Esco dalla riunione triste e turbata. Questo giovane ha pochi anni più di me, sta andando incontro alla morte ed è completamente solo.
Comincia la vestizione. La tortura sta per iniziare e la fine del supplizio è lontana almeno 6-7 ore.
Mi infilo degli stivaletti in cellophane, fino a sotto il ginocchio. Do il via alla sudata. Cuffia; sistemo i capelli in un volume ristretto. Passata di gel sulle mani e primo paio di guanti, ovviamente non c'è mai la misura giusta. Maschera FFP2, con laccetto allungato dietro la nuca perché quello dietro alle orecchie a fine turno ti è entrato nella carne, col rischio inoltre di staccarti l'orecchio. Sulla cuffia mi metto la cosiddetta "monachella", una seconda cuffia, praticamente un burqa di plastica che ti copre tutta la testa fino al collo, allungandosi fino alle spalle. Sulla faccia è già applicata una maschera chirurgica che ti impedisce ulteriormente di respirare. Doppia legatura dietro la nuca e altra legatura sotto le ascelle.
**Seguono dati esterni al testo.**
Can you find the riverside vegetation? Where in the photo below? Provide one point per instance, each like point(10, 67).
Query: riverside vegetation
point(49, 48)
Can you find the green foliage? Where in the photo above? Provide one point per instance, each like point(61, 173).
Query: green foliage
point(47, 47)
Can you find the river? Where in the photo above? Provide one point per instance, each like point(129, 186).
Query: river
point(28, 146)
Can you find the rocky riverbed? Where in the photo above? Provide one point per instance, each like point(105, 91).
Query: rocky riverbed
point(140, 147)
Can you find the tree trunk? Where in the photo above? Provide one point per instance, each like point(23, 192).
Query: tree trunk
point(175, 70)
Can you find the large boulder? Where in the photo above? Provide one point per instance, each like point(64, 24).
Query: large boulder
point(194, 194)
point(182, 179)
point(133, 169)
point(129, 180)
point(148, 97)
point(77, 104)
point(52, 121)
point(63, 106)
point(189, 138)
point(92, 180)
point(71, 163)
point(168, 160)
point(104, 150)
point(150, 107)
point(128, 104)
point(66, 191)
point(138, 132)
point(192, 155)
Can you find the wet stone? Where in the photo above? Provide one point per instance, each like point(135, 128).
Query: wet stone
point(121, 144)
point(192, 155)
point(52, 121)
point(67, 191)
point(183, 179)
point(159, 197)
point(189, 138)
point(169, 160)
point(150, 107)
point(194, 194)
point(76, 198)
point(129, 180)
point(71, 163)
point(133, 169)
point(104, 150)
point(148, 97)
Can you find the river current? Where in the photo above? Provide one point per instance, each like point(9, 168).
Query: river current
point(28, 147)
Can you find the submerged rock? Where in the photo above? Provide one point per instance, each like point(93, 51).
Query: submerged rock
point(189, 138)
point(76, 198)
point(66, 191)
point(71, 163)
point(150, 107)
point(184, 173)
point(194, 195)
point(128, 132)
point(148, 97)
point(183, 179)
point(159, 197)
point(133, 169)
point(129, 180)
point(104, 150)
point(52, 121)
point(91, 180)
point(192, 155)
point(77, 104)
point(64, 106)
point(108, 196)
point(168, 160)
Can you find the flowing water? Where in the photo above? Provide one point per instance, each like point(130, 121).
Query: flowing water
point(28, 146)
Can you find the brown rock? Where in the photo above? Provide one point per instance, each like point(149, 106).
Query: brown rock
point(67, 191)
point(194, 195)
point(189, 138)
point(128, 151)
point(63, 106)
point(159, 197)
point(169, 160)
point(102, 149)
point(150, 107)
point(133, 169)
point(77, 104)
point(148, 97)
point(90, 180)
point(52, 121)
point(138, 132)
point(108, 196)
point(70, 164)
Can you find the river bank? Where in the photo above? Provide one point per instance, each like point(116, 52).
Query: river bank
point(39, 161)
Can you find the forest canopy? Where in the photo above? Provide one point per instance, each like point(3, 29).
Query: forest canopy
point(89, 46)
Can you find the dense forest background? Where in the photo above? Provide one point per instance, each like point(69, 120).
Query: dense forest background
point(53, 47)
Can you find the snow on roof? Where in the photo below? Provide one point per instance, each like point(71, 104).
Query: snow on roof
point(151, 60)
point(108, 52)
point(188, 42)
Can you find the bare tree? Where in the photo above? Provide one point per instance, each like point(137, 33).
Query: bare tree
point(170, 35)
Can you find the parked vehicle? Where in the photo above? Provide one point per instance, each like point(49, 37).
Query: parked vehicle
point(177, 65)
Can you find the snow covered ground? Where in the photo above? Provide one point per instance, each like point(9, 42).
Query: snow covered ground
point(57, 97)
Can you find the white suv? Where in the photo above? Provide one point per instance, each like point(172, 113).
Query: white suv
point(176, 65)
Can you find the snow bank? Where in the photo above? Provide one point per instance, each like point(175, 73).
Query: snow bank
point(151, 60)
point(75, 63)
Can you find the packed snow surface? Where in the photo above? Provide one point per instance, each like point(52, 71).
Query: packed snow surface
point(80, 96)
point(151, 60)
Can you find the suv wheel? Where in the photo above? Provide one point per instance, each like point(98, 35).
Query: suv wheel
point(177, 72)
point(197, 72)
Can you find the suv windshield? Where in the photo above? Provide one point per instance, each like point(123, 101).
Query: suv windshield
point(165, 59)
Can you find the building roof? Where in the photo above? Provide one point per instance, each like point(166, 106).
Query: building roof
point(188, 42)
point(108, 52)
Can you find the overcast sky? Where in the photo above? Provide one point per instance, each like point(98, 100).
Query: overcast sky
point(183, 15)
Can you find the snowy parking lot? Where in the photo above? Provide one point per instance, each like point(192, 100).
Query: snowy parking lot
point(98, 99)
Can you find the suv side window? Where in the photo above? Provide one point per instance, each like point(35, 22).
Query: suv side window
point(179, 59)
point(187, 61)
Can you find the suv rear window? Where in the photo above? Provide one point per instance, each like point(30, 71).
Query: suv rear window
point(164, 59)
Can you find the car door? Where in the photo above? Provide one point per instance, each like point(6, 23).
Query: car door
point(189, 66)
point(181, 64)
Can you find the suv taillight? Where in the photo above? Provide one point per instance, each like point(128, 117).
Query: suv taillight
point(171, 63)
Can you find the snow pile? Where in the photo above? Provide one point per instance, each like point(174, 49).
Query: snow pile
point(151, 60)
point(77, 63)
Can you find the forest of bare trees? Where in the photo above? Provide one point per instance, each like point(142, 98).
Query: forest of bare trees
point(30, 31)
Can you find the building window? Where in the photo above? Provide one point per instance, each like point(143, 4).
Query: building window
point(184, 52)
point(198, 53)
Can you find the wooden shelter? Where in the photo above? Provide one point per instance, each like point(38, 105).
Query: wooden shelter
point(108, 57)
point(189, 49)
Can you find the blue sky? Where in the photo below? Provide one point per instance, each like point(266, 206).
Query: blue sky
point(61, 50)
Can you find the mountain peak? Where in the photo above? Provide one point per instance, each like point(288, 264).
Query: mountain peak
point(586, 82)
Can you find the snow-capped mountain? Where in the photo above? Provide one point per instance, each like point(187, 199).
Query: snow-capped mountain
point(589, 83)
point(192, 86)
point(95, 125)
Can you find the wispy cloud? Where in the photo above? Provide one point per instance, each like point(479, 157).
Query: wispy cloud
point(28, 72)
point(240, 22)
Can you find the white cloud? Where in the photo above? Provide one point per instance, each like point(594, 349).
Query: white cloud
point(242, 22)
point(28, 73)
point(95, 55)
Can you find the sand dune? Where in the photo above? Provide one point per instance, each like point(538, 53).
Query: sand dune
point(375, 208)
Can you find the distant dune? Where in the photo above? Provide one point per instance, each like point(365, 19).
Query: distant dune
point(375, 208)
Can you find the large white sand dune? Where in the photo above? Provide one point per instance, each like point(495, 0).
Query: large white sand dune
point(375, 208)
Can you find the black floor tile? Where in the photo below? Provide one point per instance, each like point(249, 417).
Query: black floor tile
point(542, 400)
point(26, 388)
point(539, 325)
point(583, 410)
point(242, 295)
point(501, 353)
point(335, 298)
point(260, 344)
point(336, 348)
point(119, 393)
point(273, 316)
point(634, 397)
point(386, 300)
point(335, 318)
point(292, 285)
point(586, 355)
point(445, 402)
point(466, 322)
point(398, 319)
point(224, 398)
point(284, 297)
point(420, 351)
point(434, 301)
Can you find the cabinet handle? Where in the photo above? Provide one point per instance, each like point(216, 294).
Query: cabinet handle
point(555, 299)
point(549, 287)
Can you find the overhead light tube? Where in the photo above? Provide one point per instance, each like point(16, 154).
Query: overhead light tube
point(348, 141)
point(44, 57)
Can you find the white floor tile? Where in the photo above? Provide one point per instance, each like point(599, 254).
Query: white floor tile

Poi viene il bello. Camicione idrorepellente. Più simile ad un grosso sacco della spazzatura con le maniche, solo che è azzurro e non grigio scuro. Allacciatura doppia.
Appena lo metto comincio a sudare. Già i plasticoni sui piedi sono tutti appannati.
Sento subito le ascelle bagnarsi e un caldo porco dalla maschera doppia, dove da qualche minuto mi sto respirando la stessa aria satura di anidride carbonica; caldo al collo, ascelle, fianchi e schiena, gambe e piedi.
Metto il secondo paio di guanti per impedire traspirazione e dispersione calore anche dalle mani e dai polsi, già sudati, ed il tocco finale è la visiera che va a coprire quel poco del volto da cui cercavo di svaporare.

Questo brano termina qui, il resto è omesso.